By the time Larsen and his crew set out, military search crews had already spent about 100 days scanning the ocean surface for debris after the Boeing 777 went missing, but turned up nothing linked to the aircraft. An initial underwater search also failed to find any trace of Flight 370.
Larsen and HSI began their hunt for the missing flight, mobilizing in Singapore before heading south to Jakarta, Indonesia for some last-minute refinements.
“Then we kept on south and did some equipment testing in the shoals of Christmas Island. After that it was something like six more days south to the site.

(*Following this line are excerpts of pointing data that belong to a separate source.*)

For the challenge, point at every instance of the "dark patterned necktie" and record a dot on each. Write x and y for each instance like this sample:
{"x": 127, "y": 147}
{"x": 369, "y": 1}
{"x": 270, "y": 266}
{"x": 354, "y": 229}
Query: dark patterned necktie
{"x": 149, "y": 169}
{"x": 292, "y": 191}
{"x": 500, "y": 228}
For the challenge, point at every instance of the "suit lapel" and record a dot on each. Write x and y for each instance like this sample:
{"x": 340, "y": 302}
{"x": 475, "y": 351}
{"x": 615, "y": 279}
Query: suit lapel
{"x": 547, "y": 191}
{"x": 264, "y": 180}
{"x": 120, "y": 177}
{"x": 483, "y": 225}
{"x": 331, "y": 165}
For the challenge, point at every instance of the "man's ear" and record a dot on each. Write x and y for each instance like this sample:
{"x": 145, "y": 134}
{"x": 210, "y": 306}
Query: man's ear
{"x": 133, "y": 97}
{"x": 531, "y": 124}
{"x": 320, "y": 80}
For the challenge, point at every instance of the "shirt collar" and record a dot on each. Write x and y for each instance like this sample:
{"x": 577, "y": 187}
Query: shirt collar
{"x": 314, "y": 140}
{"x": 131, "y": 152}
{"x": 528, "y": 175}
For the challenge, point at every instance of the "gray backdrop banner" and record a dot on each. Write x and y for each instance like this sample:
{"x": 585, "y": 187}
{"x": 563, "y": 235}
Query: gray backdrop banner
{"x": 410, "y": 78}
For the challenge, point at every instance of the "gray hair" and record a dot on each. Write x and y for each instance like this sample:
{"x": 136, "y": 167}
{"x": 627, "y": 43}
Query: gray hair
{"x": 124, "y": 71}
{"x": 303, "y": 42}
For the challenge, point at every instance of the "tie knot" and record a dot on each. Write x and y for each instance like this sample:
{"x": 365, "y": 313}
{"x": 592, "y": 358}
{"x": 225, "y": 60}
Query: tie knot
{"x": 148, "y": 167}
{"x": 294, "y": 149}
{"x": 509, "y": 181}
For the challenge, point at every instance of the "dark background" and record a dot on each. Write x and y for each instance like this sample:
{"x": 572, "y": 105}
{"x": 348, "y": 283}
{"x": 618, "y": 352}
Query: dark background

The site is up to 5,200 meters (3.2 miles) deep and the equipment has been working well,” Larsen said. “We’ve had pretty good weather with winds never above 40 MPH and wave heights never more than 4-5 meters, which we can handle in a vessel as large as the GO Phoenix, though we have to strap (the equipment) down well.”
The mission has also dredged up personal memories for the Larsen family, as Jay’s father, Larry, who in 1992, while working as a logger, was one of nine loggers on board a helicopter that crashed in a remote area of Alaska. Larry survived, but hours passed before it was noticed missing and dispatch was notified. He spent months enduring surgeries for life-threatening injuries, while his co-workers perished.
Katrina Larsen, Jay’s wife and Kolter’s mother, and whose logistical expertise figures prominently into the company, said the tragedy was a defining moment for the family, and has made them more empathetic to the plight of the families awaiting answers.
Knowing that her husband and son are serving in such integral roles in a major search mission has been a source of pride, even as the family is apart with little contact.
“One thing we are really proud of is to be Montanans out doing some really cool, unique and highly technical work in the world that might not normally be associated with our state. Jay and I are proud to have been raised and educated in Montana and to have been given the opportunity to raise and educate our two kids here as well,” she said. “We don’t feel living in a small community has to inhibit one’s ability to do really big stuff. Both SLH and HSI are Montana corporations and we make every effort to infuse our crew with hard working Montana folk. They are the best variety. Right now we have four Montanans on the crew, includingJay and Kolter.”